Sexual reproduction is where genetic information from two organisms (a father and a mother) is combined to produce offspring which are genetically different to either parent. In sexual reproduction, the mother and father produce gametes (eg sperm and egg cells in animals). In humans, each gamate contains 23 chromosones-half the chromosomes in a normal cell (instead of having two of each chromosomes, a gamete has just one of each). The egg and sperm cell then fuse together (fertilisation) to form a cell with the full number of chromosomes half from mum, half from dad. This is why the offspring inherits features from both parents.

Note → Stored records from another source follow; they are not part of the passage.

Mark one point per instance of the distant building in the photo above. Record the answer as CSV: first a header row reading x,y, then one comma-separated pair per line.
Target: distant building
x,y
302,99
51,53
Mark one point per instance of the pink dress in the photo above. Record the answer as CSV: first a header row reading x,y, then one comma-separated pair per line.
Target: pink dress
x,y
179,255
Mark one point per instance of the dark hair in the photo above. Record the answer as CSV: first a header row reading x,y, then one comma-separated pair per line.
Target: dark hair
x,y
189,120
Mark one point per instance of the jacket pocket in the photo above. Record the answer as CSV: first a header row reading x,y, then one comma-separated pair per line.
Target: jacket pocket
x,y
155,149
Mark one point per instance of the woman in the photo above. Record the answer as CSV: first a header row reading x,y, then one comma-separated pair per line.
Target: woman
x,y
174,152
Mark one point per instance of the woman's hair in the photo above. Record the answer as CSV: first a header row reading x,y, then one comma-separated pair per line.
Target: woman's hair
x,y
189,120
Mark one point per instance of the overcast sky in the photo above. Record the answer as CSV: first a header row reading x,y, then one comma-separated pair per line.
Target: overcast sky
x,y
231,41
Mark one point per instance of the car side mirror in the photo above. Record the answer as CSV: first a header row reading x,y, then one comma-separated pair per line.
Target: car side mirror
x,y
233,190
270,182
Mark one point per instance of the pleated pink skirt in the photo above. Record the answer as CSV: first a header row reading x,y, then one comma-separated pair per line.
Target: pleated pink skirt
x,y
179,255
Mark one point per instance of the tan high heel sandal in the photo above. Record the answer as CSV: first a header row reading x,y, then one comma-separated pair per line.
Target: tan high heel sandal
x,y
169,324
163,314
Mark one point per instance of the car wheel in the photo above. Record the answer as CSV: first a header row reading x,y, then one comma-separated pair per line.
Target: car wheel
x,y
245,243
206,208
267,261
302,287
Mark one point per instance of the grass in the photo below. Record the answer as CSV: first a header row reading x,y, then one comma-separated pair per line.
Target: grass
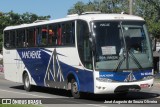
x,y
18,105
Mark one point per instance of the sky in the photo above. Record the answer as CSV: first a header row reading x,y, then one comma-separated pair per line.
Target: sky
x,y
55,8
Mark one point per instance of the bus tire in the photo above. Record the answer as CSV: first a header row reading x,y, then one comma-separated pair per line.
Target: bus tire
x,y
74,89
27,84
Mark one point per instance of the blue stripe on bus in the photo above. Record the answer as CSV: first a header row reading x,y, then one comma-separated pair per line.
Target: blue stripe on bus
x,y
121,76
37,66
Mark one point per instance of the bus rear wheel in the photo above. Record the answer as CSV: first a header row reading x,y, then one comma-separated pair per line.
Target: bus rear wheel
x,y
27,85
74,89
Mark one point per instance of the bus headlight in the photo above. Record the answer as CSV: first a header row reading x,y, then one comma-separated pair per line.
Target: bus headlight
x,y
104,79
147,78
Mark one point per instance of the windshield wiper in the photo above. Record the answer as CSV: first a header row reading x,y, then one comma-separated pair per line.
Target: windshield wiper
x,y
135,60
126,54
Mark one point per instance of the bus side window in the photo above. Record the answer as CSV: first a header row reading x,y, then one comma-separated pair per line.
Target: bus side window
x,y
12,38
83,44
68,36
59,35
44,35
20,39
31,37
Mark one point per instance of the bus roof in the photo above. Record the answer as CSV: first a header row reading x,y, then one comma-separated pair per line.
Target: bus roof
x,y
87,17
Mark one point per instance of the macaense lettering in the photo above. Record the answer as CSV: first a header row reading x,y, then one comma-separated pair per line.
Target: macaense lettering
x,y
31,55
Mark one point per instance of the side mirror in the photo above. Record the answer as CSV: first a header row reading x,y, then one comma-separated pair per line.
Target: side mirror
x,y
153,41
92,42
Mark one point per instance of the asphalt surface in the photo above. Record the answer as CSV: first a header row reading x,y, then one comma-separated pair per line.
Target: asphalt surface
x,y
63,98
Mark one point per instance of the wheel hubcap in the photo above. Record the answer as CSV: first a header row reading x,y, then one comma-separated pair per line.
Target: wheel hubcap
x,y
27,81
75,87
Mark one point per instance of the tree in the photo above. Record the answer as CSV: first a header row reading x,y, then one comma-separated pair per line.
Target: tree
x,y
11,18
150,11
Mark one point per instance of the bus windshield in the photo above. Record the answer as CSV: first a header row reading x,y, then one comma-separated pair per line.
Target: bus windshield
x,y
121,45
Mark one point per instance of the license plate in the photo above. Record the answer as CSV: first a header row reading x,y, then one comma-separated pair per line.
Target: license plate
x,y
144,85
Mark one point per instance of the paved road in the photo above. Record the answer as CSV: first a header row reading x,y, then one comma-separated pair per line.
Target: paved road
x,y
10,89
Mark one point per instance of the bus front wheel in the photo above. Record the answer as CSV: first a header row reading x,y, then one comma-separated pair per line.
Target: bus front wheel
x,y
74,89
27,85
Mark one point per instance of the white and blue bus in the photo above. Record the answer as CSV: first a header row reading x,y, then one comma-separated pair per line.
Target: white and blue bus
x,y
93,53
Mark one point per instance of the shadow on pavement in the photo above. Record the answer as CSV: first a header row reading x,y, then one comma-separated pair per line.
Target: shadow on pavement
x,y
91,98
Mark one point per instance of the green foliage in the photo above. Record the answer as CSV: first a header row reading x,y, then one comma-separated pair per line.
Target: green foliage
x,y
148,9
11,18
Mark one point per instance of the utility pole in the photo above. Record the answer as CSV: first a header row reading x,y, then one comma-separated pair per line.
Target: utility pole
x,y
130,7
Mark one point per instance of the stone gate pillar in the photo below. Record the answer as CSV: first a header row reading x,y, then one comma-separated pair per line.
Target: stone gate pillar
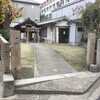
x,y
15,51
91,49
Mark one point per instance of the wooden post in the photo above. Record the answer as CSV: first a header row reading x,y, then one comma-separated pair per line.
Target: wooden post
x,y
91,49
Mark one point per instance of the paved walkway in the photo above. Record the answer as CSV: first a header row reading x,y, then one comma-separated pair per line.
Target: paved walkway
x,y
49,62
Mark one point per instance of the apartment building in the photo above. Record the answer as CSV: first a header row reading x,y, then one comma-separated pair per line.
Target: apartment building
x,y
30,9
61,20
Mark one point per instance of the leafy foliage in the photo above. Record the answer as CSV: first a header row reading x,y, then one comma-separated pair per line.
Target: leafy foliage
x,y
7,13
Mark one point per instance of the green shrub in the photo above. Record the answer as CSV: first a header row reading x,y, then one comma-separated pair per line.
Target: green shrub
x,y
5,33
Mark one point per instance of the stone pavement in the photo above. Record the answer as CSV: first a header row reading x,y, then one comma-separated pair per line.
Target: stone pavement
x,y
49,62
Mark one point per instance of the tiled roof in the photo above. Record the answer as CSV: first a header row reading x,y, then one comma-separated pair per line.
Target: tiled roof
x,y
53,20
27,1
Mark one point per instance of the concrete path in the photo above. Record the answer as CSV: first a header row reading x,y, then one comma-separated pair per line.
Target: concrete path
x,y
49,62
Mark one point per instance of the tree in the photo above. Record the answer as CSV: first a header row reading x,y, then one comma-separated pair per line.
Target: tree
x,y
7,13
91,22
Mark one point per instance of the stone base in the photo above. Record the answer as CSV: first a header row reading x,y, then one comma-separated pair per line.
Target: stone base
x,y
94,68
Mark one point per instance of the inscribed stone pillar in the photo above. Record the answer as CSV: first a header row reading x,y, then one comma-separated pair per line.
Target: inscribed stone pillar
x,y
57,35
5,56
98,55
15,50
91,49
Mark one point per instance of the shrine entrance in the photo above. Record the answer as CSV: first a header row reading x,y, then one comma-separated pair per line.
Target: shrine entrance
x,y
29,31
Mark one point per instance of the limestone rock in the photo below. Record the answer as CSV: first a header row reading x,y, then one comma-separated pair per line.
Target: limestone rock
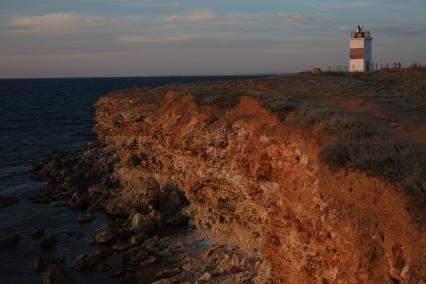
x,y
6,201
9,239
56,275
47,242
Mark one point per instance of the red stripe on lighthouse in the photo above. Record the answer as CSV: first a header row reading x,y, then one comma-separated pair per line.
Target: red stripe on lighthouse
x,y
357,53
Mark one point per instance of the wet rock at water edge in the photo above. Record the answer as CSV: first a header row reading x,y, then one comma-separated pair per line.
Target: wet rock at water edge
x,y
75,234
166,273
85,218
38,232
206,277
105,235
9,239
56,275
149,261
40,264
6,201
49,241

Sexual reproduction involves the fusion of male and female gametes. Because there are 2 parents, the offsrping contain a mixture of their aprents' genes.

Asexual Reproduction produces genetically identical cells. An ordinary cell can make a new cell by dividing into two. The new cell has exactly the same genetic information (ie genes) as the parent cell- this is known as asexual reproduction. X shaped chromosomes have two identical halves, so the chromosone splits down the middle to form two identical ets of half chromosomes. A membrane forms around each set and the DNA replicates itself to form two identical cells with compete sets of x-shaped chromosomes. This is how all animals grow. Some organisms produce offspring using this method. In this method there is only one parent. There is no fusion of gametes, no mixing of chromosomes, and no genetic variation between parent and offspring. The offspring are genetically identical to the parent. They're clones.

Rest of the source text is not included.